In his essay, Amitav Ghosh writes about a Buddhist monk who had lived on the premises of Angkor Wat for most of his life, having entered the monastery in his adolescence. This monk, the Ven. Luong Chun, recalled a time when the layout of the temple’s grounds was quite different, especially at the time of his own grandfather. His own story is hardly pleasant, it turns out.
The Ven. Luong Chun was living in Angkor Wat in April 1975 when the Khmer Rouge seized power. There were about four hundred monks in the monastery at the time: several of them were killed, some right on the threshold of the pagoda. He, along with the others, was taken away to a work-camp some distance away. He was stripped of his monk’s robes which were cut up and made into trousers, and he spent the three years of the ‘Pol Pot time’ working in the rice-fields.
Ghosh talks to another man in Cambodia, the chain-smoking Kong Sarith who was studying to be a lawyer at the University at Phnom Penh before his country succumbed to chaos.. During the Pol Pot regime, Sarith had to hide the truth about his intellectual background during the forcible evacuation of the city.
The essay ends with a poignant moment between Sarith and a woman at Angkor Wat after the Khmer Rouge was defeated by the Vietnamese invasion. The woman, an archeologist who had been hiding her identity during the genocide years, leads Sarith and several other survivors through the magnificent stone edifice at Angkor Wat, telling everyone fascinating stories about stone.
“You must remember,” said Sarith, “for years we had seen nothing but hunger, death and famine.” Now, they would not let the woman stop; they listened entranced as she recounted old, old stories. Slowly they worked their way around the vast galleries, listening to the stories over and over again.
“By the end of the day, said Sarith, “I knew I could not leave. I said: I will spend the rest of my life here, in Angkor Wat.”
Aside from Ghosh’s work, one other book, a memoir written by a photographer who had worked for the Khmer Rouge, offered a look at what the people of Cambodia had endured during the last many decades.
In 1976, En was sent by the Khmer Rouge regime to study photography in China. After his return, he was placed at Tuol Sleng prison in Phnom Penh in order to take photographs of inmates as they were being incarcerated or executed. His short memoir is a celebration of a human being’s will power to survive.
I picked up The Khmer Rouge’s Photographer At S-21 at a museum dedicated to Tanzanian rats that are used in landmine detection, Cambodia still continues to happen upon landmines from the war years, especially in rural areas. This is the legacy of three decades of war which has taken a severe toll on the Cambodians. I leave you with Nhem En’s closing words which have special relevance for us today.
I, Nhem En, a former photographer at S-21, appeal to all world leaders to stop all types of war crimes against humanity, and any types of civil wars just for political gain or absolute power for themselves, without thinking about the people and country first, and consider if their actions will always lead the nation to destruction.
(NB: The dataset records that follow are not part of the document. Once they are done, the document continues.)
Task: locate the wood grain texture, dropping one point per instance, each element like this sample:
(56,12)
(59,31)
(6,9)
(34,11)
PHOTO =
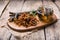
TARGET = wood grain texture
(28,6)
(51,31)
(14,6)
(2,6)
(58,4)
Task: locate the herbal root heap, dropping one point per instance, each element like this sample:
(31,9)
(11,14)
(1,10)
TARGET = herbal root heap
(28,19)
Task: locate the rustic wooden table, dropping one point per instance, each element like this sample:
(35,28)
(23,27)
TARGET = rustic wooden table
(51,32)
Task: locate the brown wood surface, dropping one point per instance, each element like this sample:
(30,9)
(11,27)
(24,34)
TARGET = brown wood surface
(52,32)
(3,5)
(14,7)
(40,25)
(49,33)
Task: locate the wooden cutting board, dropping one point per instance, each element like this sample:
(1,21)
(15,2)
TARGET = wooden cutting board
(41,24)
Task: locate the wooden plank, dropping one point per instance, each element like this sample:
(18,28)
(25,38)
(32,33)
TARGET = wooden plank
(3,4)
(14,6)
(51,31)
(29,6)
(58,4)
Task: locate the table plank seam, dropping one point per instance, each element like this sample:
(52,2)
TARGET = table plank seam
(4,8)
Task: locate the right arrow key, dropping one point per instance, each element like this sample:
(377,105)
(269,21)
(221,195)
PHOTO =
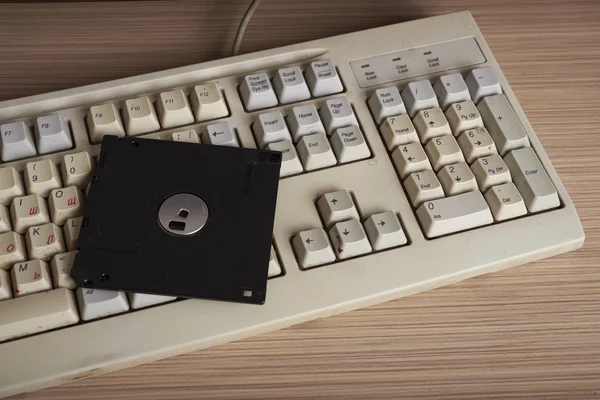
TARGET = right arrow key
(384,230)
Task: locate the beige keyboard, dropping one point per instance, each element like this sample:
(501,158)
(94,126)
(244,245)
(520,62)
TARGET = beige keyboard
(408,164)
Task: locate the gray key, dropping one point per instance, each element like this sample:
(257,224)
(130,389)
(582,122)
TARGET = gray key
(220,135)
(532,180)
(52,134)
(17,141)
(502,123)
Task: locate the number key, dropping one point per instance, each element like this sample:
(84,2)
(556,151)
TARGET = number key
(490,171)
(457,178)
(463,116)
(443,151)
(397,131)
(410,158)
(431,123)
(476,143)
(423,186)
(41,177)
(76,169)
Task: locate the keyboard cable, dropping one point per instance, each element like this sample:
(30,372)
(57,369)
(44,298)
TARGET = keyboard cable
(242,28)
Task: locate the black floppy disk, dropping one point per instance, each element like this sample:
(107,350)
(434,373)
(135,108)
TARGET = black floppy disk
(179,219)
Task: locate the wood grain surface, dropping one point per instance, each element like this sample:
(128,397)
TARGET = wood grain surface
(531,332)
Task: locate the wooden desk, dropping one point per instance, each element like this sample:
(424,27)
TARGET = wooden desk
(529,332)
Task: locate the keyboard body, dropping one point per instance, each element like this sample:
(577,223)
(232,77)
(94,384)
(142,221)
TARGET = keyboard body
(298,294)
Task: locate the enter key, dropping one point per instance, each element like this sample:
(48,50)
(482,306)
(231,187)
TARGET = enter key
(532,180)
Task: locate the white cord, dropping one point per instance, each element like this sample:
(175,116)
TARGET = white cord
(242,28)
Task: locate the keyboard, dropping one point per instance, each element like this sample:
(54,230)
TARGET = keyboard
(408,164)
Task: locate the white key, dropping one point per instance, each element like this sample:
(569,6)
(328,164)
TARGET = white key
(410,158)
(104,120)
(139,116)
(443,150)
(290,162)
(28,211)
(208,102)
(323,79)
(71,232)
(274,267)
(349,144)
(37,313)
(257,92)
(431,123)
(453,214)
(505,201)
(532,180)
(173,109)
(5,285)
(52,133)
(65,203)
(290,85)
(451,89)
(189,136)
(96,303)
(423,186)
(384,230)
(11,185)
(502,123)
(41,177)
(482,82)
(61,270)
(30,277)
(463,116)
(269,128)
(77,169)
(315,152)
(12,249)
(313,248)
(490,171)
(457,178)
(220,135)
(337,113)
(386,102)
(44,241)
(5,225)
(419,96)
(476,143)
(304,120)
(141,300)
(17,141)
(336,207)
(397,131)
(349,239)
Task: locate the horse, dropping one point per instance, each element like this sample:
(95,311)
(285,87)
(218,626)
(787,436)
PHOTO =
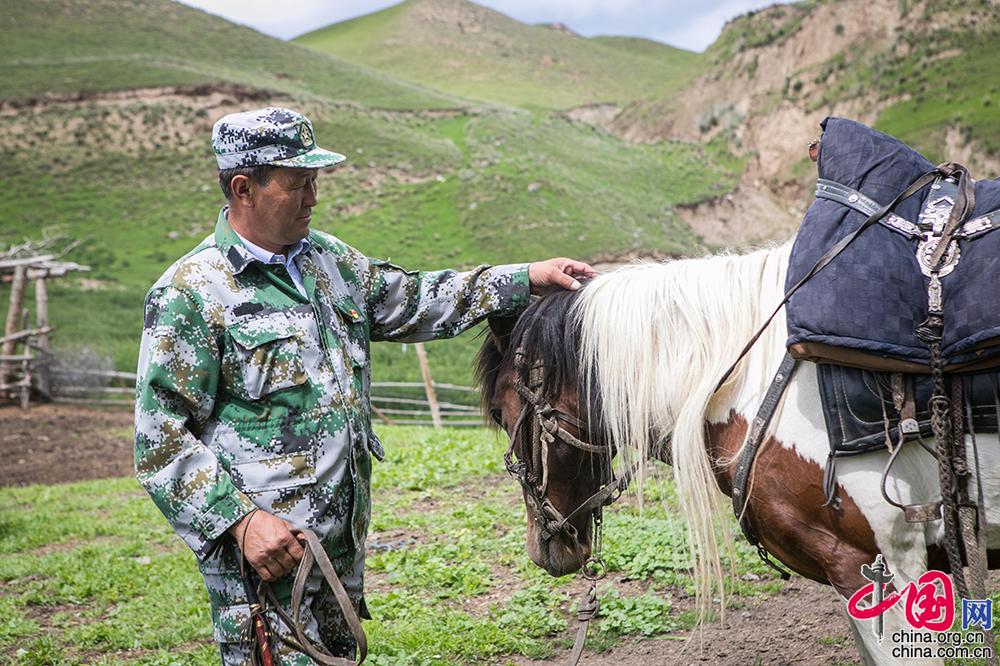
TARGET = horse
(630,363)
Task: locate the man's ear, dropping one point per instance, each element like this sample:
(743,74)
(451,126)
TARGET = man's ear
(500,330)
(242,190)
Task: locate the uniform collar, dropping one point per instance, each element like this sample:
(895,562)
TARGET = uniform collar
(236,252)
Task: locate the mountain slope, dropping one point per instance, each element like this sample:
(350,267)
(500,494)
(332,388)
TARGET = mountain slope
(923,71)
(64,46)
(121,160)
(469,50)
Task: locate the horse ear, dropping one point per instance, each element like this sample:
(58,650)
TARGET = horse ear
(500,330)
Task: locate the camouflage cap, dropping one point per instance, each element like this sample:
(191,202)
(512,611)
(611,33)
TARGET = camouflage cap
(274,135)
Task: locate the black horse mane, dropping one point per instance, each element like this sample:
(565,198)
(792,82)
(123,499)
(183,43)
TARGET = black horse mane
(547,332)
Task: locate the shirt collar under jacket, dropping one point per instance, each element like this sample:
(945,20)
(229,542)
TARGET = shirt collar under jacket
(237,250)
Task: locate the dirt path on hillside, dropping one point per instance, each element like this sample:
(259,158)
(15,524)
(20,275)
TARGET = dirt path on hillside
(801,625)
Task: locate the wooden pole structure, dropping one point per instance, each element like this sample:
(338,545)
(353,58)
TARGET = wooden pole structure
(42,321)
(13,319)
(425,370)
(26,367)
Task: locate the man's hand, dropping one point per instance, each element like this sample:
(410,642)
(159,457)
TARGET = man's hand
(268,544)
(559,272)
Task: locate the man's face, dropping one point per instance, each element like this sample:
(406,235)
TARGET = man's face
(283,207)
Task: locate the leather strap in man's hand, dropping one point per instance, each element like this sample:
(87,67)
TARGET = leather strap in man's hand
(268,544)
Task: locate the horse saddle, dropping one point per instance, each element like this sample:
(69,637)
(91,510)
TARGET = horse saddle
(864,308)
(862,407)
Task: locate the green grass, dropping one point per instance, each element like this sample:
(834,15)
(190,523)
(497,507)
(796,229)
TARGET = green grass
(475,52)
(428,192)
(91,571)
(61,46)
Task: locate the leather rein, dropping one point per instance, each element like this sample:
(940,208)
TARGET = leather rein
(541,421)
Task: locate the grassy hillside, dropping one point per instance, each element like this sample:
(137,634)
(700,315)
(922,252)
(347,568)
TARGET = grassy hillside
(429,192)
(922,71)
(66,46)
(126,165)
(475,52)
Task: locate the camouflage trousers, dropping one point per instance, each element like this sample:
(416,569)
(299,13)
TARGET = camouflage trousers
(320,615)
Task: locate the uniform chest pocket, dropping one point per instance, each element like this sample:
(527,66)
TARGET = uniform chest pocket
(356,327)
(268,351)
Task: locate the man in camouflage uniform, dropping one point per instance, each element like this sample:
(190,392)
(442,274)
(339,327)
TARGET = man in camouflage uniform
(252,410)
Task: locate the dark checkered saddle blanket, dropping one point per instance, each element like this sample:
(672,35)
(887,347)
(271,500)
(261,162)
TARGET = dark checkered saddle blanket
(864,307)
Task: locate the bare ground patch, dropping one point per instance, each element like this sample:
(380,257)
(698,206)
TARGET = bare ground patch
(61,444)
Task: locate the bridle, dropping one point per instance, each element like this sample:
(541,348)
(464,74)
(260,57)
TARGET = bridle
(533,471)
(541,421)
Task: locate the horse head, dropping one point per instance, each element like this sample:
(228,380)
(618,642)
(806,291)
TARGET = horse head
(528,371)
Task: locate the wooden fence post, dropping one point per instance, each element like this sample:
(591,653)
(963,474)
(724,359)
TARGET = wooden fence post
(13,319)
(425,370)
(42,322)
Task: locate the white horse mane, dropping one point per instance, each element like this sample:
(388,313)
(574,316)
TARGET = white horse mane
(656,338)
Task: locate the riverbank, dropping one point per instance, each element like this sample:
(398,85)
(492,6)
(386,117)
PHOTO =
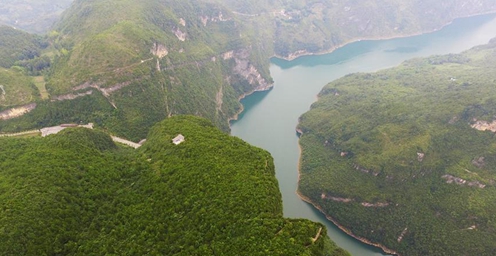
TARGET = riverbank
(331,219)
(303,53)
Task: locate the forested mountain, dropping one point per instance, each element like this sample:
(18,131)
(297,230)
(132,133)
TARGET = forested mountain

Their actions will only destroy lives and the future of our innocent children.
Yet what’s most puzzling of all is that even after years of turmoil in these parts and the sorrow of unexplainable genocide, thanks in no small measure to the machinations of the superpowers, the negative feeling among people is palpable. It’s clear that suspicion and resentment towards the Vietnamese run deep among the Cambodians who also believe the water and its riches must belong only to them. It’s a story, repeating endlessly, no matter the time or clime.
What a painful story that needs to be told. The photographer’s memoir must be haunting. Thank you for sharing.